In an attempt to literally illustrate the meaning of “Downside Up,” he and his daughter Melanie, who sings backup, are tense and hung upside down (downside up?). They sing and stride across the underside of the large metal rig hanging directly over center stage, adding a whole new dimension to the song. Gabriel roams the same metal setup with a TV camera, singing “The Barry Williams Show” and turning the production into a music video.
From hopping a ball on “Growing Up” to riding a bike on “Solsbury Hill,” Gabriel remains true to his craft as singer, songwriter, and acoustic coordinator.
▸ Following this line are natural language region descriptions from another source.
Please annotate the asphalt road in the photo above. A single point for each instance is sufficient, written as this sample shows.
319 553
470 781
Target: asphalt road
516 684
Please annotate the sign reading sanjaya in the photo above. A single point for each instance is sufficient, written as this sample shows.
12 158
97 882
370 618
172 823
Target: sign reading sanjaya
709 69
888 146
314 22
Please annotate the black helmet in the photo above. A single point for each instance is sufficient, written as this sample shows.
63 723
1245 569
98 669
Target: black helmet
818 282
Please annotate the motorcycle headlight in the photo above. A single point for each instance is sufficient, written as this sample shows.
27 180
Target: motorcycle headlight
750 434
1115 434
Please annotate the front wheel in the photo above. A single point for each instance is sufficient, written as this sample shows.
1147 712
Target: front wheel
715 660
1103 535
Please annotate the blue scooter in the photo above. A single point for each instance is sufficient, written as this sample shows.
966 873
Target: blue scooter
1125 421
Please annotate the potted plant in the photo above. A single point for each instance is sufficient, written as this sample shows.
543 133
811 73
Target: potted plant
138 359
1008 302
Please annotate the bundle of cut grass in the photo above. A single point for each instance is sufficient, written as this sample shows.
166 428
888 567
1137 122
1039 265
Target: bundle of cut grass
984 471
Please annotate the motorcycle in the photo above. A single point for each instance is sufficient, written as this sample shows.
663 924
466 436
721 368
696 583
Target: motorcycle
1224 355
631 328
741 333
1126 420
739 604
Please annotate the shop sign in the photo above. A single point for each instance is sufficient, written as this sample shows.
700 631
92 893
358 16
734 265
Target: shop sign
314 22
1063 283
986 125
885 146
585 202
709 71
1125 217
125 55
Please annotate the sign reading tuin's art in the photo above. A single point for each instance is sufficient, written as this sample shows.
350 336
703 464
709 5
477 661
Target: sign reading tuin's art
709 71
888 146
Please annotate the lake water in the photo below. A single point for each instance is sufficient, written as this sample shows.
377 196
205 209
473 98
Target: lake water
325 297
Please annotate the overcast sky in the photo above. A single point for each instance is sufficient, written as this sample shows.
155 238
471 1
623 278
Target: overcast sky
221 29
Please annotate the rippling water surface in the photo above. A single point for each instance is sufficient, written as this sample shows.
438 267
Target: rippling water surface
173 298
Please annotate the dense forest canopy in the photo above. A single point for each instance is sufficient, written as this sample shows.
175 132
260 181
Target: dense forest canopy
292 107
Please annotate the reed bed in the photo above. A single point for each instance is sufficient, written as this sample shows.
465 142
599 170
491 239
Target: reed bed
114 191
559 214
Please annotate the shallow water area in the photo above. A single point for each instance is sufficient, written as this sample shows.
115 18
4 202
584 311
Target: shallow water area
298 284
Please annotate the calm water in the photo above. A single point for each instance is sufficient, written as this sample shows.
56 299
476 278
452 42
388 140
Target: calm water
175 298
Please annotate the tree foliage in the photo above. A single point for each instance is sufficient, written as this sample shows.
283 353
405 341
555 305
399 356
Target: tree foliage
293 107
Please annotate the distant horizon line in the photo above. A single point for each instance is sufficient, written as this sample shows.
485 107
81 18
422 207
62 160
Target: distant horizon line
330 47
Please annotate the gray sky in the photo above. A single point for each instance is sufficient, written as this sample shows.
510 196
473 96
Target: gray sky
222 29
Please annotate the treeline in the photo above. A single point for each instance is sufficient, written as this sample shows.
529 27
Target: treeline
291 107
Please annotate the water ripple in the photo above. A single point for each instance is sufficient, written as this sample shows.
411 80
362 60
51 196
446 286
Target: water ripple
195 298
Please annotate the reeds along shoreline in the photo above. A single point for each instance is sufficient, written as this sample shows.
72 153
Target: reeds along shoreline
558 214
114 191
Intuitively knowing which brushes to use, he takes generous strokes with touches like the Blind Boys Of Alabama’s voices on “Sky Blue” or the further accompaniment of Nusrat Fateh Aki Khan (whom you don’t actually see), delivering a raw and muddled Scream weaves to entangle the heart on “Signal To Noise”.
Both Blu-ray and DVD are blessed with a crisp and rich 16:9 picture, along with stereo and Dolby Digital 5.1 audio options. Also included The story of growing up, a short documentary about the tour and a slideshow of photographs of bassist Tony Levin set to a low-key version of “More Than This”. In fact, you might want more of it – although there’s certainly enough here to make the trip worthwhile.